Assessing Mand Topography Preference When Developing a Functional Communication Training Intervention
S. Shanun Kunnavatana (Texas A&M University), Alexandra Aguilar (UTSA), LESLIE NEELY (The University of Texas at San Antonio)
Abstract: Functional communication training (FCT) is a common function-based behavioral intervention used to decrease problem behavior by teaching an alternative communication response. Therapists often arbitrarily select the topography of the alternative response. Assessing individual mand topography preference may increase treatment effectiveness and promote self-determination in the development of interventions. This study sought to reduce arbitrary selection of FCT mand topography by determining preference during response training and acquisition for two adults with no functional communication skills. Results were used to implement FCT and reduce problem behavior.
Text Messaging to Evaluate the Generality of Therapeutic Gains
NEALETTA HOUCHINS-JUAREZ (Vanderbilt University), Abigail Morgan (Vanderbilt), Joseph Michael Lambert (Vanderbilt University), Mary Matthews (Vanderbilt), Somer Wiggins (Vanderbilt), Kayla Rechelle Randall (Vanderbilt), Erin Barton (Vanderbilt)
Abstract: Generalization is essential to the social validity of effective intervention.

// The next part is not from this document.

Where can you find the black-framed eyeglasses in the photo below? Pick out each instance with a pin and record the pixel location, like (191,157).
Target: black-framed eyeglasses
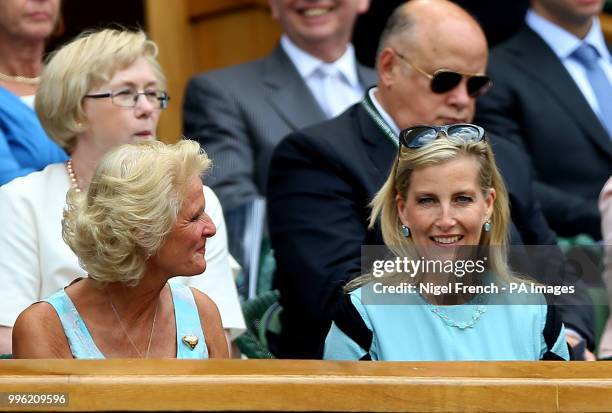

However, it is difficult to evaluate the generality of therapeutic gains across all facets of a clients life because therapists are not available to collect data at these times. One solution is parent report; however, ensuring consistent and accurate data without presenting undue burden to family is challenging. In our study, we employed an automated texting system to send parents daily individualized-behavioral questions at prescribed times during all phases of intervention (i.e., assessment through discharge). Responding remained high throughout the investigation, suggesting texting may be a viable reporting option (although questions about reliability/accuracy remain). Importantly, obtained data indicate that problem behavior persisted outside of therapeutic sessions for the duration of the study; even after it had been eliminated during these sessions by parents who were trained to fidelity via BST. These results suggest a greater focus on generalization is merited.